On one hand we are grateful for the safety and prosperity of the modern world. On the other, we would be wise to question how much we attribute ease, comfort, and safety to God’s purposes. Could God ask us to go somewhere or do something that includes suffering? To contract disease? To lay down our lives? I admire the Judson family. In the face of incredible odds, great loss, and sometimes appalling treatment, they did not quit. I admire the women who served beside Adoniram Judson. These strong, gifted women were filled with vision of their own. Ann Judson opened doors in Burma with her amicable personality. Her Esther-like boldness in approaching and befriending Burmese royalty could have resulted in her death. Sarah Judson stayed in Burma after losing her first husband and all of her children, save one, and married Adoniram. She could have quit and gone home. But, together with her second husband, she pursued their God-given vision, even in terrible loss and grief, and stuck to the task they had received. The Judson family gave their lives for the Burmese people and walked out a bold vision to plant the Gospel in a faraway land. Might God ask the same from us?

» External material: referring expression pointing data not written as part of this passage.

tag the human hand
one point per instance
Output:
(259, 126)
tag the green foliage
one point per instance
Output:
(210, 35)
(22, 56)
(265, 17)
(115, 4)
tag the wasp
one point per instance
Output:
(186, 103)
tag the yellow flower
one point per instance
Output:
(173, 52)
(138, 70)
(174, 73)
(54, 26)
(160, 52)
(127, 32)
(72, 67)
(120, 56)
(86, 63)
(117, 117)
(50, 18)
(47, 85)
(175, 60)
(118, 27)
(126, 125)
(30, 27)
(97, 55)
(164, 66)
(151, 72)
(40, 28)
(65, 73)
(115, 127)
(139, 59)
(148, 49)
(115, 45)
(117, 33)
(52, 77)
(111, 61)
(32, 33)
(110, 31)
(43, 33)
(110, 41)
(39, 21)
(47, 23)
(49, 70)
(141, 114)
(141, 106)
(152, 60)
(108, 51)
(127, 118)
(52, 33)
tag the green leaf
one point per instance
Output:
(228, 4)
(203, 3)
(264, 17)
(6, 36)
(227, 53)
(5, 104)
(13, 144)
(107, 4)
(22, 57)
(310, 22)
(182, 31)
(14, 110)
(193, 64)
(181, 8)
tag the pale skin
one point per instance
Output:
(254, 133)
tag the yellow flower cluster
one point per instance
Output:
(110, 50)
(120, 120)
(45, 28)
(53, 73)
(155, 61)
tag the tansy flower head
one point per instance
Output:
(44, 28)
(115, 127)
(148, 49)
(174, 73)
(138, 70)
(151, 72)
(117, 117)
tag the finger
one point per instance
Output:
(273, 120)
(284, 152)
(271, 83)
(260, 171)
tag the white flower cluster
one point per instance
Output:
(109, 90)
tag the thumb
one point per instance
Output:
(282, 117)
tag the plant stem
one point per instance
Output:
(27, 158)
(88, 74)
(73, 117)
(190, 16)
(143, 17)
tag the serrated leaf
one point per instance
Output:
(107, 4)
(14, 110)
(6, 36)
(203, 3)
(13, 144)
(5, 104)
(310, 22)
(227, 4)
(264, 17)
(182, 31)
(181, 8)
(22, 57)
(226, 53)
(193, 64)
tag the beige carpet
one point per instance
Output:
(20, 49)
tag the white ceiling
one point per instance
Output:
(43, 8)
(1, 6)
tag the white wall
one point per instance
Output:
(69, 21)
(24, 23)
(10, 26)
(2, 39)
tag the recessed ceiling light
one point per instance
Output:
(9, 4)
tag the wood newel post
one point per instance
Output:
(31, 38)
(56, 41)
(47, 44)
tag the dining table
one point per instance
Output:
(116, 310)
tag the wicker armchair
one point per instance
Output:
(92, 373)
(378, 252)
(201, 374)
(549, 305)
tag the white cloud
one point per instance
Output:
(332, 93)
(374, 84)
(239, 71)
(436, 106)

The more I have studied perseverance, and the longer I have lived the more I have come to believe that the most powerful force for the advance of the Gospel is God’s determined people, and the most powerful force behind them is the glory of God. We cannot endure for long on our own. But, we can do all things through Christ who gives us strength! Even with the unsupportive influences of contemporary culture, we can follow Jesus Christ in His mission! It is Jesus who empowers us. It is Jesus who gives us grace. As Paul says, “But by the grace of God I am what I am, and his grace toward me was not in vain. On the contrary, I worked harder than any of them, though it was not I, but the grace of God that is with me.” (I Corinthians 15:10 ESV)
Morally courageous people see something that is more vivid than the rising sun, and more inspiring than a brilliant night sky. They see God – His sovereignty, His omnipotence, His omniscience, His omnipresence, above all they see His benevolence – revealed in Jesus Christ, a love and nearness that flows through their lives in witness and service. It is grounded in intimacy with God’s Word and His Holy Spirit. It is founded on God’s eternal truth and His boundless love. Its effect on us is profound. It helps us forgive. It helps us endure. It helps us move forward in faith. It helps us serve even when we hurt and our work seems pointless. Paul had this to say about suffering for Christ…
“For our light affliction, which is but for a moment, is working for us a far more exceeding and eternal weight of glory, while we do not look at the things which are seen, but at the things which are not seen. For the things which are seen are temporary, but the things which are not seen are eternal.” (2 Corinthians 4:17-18 NKJV)
My prayer is that each of us will so experience God’s glory and so comprehend the immeasurable goodness of God that we too will be able to endure all things for the sake of the fulfillment of God’s purposes in and through our lives!